DE NOTRE CORRESPONDANTE
DOTÉ DE seulement 9 gènes codant pour 15 protéines, le VIH1 prend possession du système immunitaire humain et l'exploite pour s'exprimer et se propager.
Mais puisque le virus a besoin d'exploiter certaines fonctions cellulaires de l'hôte pour l'infecter efficacement, une approche thérapeutique vise à cibler les protéines de l'hôte indispensables au cycle viral, également nommées facteurs de dépendance du VIH (ou FDV).
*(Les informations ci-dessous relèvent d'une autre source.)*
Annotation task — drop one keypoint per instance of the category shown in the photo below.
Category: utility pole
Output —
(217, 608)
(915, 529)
«Les médicaments antirétroviraux actuels font du bon travail pour garder les patients en vie, explique, dans un communiqué, le Pr Stephen Elledge, du département de génétique de la Harvard Medical School à Boston, qui a dirigé ce travail. Mais ces thérapies souffrent toutes du même problème, qui est le développement de la résistance. Aussi, nous avons décidé de suivre une approche complètement différente, qui consiste à cibler les protéines humaines exploitées par le virus. »
L'avantage de cette approche est qu'il serait fort difficile aux virus de développer une résistance à des médicaments ciblant les protéines cellulaires, car il leur faudrait développer également une nouvelle capacité, et pas simplement muter un site de fixation au médicament.
Un criblage génomique.
Au cours des deux dernières décennies, 36 facteurs de l'hôte requis pour l'infection par le VIH ont été identifiés, mais la liste était loin d'être exhaustive.
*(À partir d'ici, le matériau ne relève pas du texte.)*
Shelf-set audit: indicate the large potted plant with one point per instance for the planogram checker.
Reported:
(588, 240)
L'équipe du Pr Elledge a donc réalisé un criblage à l'échelle génomique afin d'identifier l'ensemble des facteurs de dépendance du VIH.
«C'est le premier criblage génomique des protéines humaines requises par le VIH», souligne le Dr Abraham Brass, premier signataire de ce travail publié dans « Science ». «Etant donné notre méthode, certaines protéines ont pu nous échapper, mais la majorité de celles trouvées ont de grandes chances de jouer un rôle dans la propagation du VIH. »
L'équipe a utilisé une librairie de petits ARN interférents (short interfering RNA, siRNA) qui ciblent des gènes humains spécifiques, chaque siRNA supprimant la capacité d'un gène à produire une protéine particulière.
Pour décrire grossièrement le procédé de criblage par interférence ARN, les petits ARN (siRNA) ont été placés sur des milliers de cellules humaines cultivées sur des plaques à puits. Un seul gène est ciblé dans chaque puits de cellules, autrement dit, chaque puits contient des cellules dépourvues d'une protéine particulière. Les cellules sont ensuite exposées au VIH. Si la réplication du VIH est inhibée dans un puits, cela suggère que la protéine manquante est requise pour la réplication.
Ce criblage a permis d'identifier 273 protéines humaines requises pour la réplication du VIH1, dont seulement 36 avaient été jusqu'ici impliquées dans le cycle du VIH1.
Ces protéines participent à une large gamme de fonctions cellulaires et mettent en lumière de nouvelles voies dans le cycle de réplication virale. Ainsi, par exemple, des analyses supplémentaires ont révélé le rôle jusque-là ignoré de deux protéines de transport rétrograde du Golgi (Rab6 et Vps53) dans l'entrée virale, le rôle d'une karyophérine (TNPO3) dans l'intégration virale et le rôle du complexe Médiateur (Med28) dans la transcription virale.
Les fonctions requises pour le cycle viral.
Les cellules immunes ciblées par le VIH contiennent de fortes concentrations de bon nombre des 273 protéines humaines. «Cela suggère que le virus évolue dans les cellules de l'hôte capables d'effectuer de façon optimale les fonctions requises pour leur cycle viral», notent les chercheurs.
«Nous nous approchons d'une compréhension du VIH à un niveau de systèmes», laisse entrevoir le Dr Elledge. «Nous pourrions peut-être être en mesure de modifier légèrement diverses parties du système afin de supprimer la propagation virale sans rendre malades nos propres cellules. »
« Science Express », 10 janvier 2008, Brass et coll.